Iosef knocked on the glass and tossed the camera into a garbage can before he exited the room. Visi screamed aloud and his voice echoed through the room, but no sound came from the corpse. He stopped when he realized that he wasn’t saying anything through his own body and looked down at his hands, training himself with impeccable efficiency to re-learn how to move his fingers, short electrical jolts to his muscles caused them to spasm and move how he wanted them to. His fingers twitching sporadically and without dictated measure. The same twitch snapped up through his arms and chest as he began to move within his old body once more.

“Mila. Are you there?”

Visi called, the room silent while he stared at the screen. He jumped when he heard his own voice speaking through the speaker.

“I am.”



Visi wanted to shiver, to react to his terror physically, but he couldn’t budge a muscle.

“Are you like me?”

“Dead?” His voice echoed back to him in the glass. “I could be. I suppose. I don’t know. I am an assistant to the household regardless. Iosef and Marco created me to protect the home.”

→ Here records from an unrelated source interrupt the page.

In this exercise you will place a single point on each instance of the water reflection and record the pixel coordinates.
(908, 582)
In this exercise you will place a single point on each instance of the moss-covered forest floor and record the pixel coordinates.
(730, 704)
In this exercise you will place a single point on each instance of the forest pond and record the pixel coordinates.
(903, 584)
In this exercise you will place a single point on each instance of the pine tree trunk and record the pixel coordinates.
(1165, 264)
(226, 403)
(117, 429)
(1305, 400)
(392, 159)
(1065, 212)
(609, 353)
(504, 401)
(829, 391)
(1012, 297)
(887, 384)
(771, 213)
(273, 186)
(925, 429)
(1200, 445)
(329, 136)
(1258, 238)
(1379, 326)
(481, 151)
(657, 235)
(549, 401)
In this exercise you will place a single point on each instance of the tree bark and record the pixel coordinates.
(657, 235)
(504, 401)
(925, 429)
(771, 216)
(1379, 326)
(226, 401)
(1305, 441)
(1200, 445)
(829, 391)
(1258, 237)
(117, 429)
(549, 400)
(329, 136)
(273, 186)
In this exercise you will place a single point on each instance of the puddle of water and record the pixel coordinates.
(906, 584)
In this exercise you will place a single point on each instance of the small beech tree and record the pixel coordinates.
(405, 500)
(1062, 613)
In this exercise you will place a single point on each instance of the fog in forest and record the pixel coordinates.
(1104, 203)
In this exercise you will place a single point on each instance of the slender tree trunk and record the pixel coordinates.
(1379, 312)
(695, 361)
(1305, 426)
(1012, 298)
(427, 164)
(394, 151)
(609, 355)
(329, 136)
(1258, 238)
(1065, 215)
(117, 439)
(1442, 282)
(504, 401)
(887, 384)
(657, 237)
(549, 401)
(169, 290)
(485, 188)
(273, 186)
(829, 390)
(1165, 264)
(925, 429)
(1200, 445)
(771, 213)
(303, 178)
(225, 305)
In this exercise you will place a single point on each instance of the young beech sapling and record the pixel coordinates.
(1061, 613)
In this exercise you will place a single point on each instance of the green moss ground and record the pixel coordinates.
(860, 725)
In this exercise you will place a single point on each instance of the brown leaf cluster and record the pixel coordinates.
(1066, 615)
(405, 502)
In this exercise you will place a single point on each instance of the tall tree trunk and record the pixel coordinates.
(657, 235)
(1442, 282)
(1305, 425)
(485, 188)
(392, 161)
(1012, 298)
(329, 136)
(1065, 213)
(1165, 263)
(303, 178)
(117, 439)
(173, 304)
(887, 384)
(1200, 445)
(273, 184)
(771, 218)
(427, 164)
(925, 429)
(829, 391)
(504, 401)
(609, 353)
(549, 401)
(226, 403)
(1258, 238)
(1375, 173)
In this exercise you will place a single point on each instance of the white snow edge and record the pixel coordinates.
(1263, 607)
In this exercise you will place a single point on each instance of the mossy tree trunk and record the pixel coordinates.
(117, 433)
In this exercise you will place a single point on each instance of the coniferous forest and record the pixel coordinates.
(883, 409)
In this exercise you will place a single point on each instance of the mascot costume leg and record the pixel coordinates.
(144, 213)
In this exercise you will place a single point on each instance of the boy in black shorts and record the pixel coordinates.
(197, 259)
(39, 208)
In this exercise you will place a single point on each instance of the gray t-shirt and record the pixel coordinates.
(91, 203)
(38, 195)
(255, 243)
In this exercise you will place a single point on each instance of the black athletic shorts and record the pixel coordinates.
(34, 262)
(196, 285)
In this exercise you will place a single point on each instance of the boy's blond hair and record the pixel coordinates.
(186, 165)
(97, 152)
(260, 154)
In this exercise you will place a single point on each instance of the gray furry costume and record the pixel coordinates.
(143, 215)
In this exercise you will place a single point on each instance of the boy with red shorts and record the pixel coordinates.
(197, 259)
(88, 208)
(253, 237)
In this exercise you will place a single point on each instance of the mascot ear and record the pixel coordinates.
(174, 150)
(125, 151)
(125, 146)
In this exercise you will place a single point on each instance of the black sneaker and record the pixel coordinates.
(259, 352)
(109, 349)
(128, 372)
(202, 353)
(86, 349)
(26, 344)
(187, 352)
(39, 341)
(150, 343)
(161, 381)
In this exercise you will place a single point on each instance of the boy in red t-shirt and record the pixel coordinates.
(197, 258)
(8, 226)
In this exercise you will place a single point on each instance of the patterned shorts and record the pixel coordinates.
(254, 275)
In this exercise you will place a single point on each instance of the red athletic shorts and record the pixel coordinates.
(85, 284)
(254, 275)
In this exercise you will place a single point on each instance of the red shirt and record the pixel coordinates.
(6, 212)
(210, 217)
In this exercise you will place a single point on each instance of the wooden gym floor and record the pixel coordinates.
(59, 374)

Visi hung in the chamber, listening intently. Wanting to escape, he began to fidget with the wires piercing his skin.

“What are they like to you? How do they treat you?”

“They are gentle and kind men. So in love. They would offer me food if I could eat, but otherwise, they do a wonderful job of caring for me. Regular maintenance, tasks for me to do so that I rarely become bored.”

“You call them father, did–” Visi’s voice interrupted him as Mila cut in.

“No, they are in love with one another. Unable to naturally have a child through traditional practices. Neither of them has ventured into that realm of biotechnology. They are not ones to break laws of humanity before they need to be broken.”

Visi paused.

“Before they need to be broken?”

“Yes. Neither of them would create a device to impregnate a man with a child. To them, it is wrong.”

“What about to you?”

“I don’t understand the cycle of life. I am not the same kind of intelligence as you.”

Iosef entered the room, interrupting their conversation, flicking switches on a mainframe and turning to face Visi.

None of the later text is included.